De plus, j’ai compris très vite que l’être humain n’est pas fait pour rester toute sa vie au même poste (c’est pourquoi la fonction publique ne m’a jamais attiré), et que le contrat pousse au bout de quelques mois à la fainéantise. Recevoir le même salaire mensuel avec des promesses d’évolution minables, et sans jamais valoriser le travail effectué, n’encourage à rien d’autre. Je crois davantage en l’entreprenariat car devenir son propre patron développe l’instinct de survie et donc la curiosité. C’est pourquoi je suis devenu indépendant. Il faut cependant payer ses factures (et là attention aux crédits qui sont le boulet déguisé de cette société esclavagiste), donc il s’agit d’aller vers ce qui peut-être le meilleur équilibre TPT: Temps: Passion+Travail. Mes choix se font toujours en pensant tout le temps à cet équilibre, et en me disant que la passion est un travail plaisant, sûrement pas de rêvasser au soleil. Attention à cette nuance qui transforme cet équilibre en Temps : Travail Passion. J’ai du respect pour tous les gens qui travaillent avec passion, qu’ils soient plombier ou coiffeur. J’ai plus de mal pour ma part à servir des causes que je ne défends pas, et je pense qu’aucun homme n’a envie de passer 70% de son temps dans un métier qui l’éteindra à petit feu car il n’en partage pas réellement les convictions. Je reste convaincu que ce chemin de vie peut se faire à tout âge, à condition d’en connaitre par coeur tous les détours. Par ailleurs, des milliers de CV sont envoyés pour un petit poste alimentaire, alors pourquoi toujours se dire que la passion est un choix de vie trop concurrentiel ?

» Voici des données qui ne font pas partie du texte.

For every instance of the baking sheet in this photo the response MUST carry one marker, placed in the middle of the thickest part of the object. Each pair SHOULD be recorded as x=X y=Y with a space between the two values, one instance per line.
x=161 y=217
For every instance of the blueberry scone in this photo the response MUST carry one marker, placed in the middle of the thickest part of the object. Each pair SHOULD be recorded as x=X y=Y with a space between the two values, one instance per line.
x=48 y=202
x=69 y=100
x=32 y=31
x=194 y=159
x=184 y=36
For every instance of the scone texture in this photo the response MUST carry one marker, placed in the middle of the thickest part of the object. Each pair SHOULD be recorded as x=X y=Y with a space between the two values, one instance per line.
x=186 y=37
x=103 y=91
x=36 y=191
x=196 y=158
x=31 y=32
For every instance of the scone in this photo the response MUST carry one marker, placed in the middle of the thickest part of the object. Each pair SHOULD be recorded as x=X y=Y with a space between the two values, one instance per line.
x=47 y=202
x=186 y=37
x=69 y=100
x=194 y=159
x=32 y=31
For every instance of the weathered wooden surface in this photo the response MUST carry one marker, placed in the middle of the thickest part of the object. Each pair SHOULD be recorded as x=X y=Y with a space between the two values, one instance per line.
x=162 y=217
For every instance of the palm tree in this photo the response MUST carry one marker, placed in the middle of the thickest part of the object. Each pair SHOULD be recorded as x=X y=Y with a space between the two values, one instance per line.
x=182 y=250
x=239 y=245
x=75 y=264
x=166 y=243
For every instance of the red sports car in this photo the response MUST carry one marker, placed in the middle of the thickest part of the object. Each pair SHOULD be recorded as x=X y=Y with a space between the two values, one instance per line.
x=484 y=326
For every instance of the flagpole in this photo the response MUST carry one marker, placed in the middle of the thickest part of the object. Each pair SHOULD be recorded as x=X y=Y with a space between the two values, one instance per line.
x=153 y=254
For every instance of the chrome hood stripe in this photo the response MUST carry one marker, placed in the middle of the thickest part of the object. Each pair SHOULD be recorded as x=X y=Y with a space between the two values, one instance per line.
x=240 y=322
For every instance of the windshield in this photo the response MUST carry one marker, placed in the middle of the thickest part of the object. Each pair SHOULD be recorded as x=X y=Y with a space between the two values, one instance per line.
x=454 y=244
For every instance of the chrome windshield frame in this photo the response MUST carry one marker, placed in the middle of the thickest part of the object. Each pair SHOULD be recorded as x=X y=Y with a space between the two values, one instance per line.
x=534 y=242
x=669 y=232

Me voici donc depuis 2013, après une carrière de journaliste musical et high-tech, “entrepreneur en communication digitale”, une expression désignant en réalité la transmission de tout ce que j’ai pu apprendre avec ma musique et un ordinateur depuis 17 ans. Depuis Myspace, WordPress et Photoshop, tous ces réseaux sociaux et ces outils de création et de diffusion numérique sont les supports de ma musique. J’en ai écrit des livres et des tutoriels pour des magazines (FHM, Men’s Health, Vous et Votre Mac, Geek, Femme Actuelle, Grazia etc..). Je suis donc un musicien enseignant de social media, comme un peintre est prof de peinture, un photographe prof de communication.

Je revois donc ce jeune candide de 20 ans marchant instinctivement sous la pluie de Nanterre, et je partage toujours avec lui cette envie de faire connaitre ses chansons et ses écrits au plus grand nombre. Je pense qu’il aurait le sourire en sachant qu’il ferait des duos avec ses chanteurs favoris grâce aux réseaux sociaux, et que toutes ces soirées derrière son ordinateur et son micro lui permettraient un jour de payer ses factures. Il serait également surpris d’apprendre que les plus grandes écoles françaises feraient appel à lui pour prêcher la bonne parole sur le premier média du petit peuple.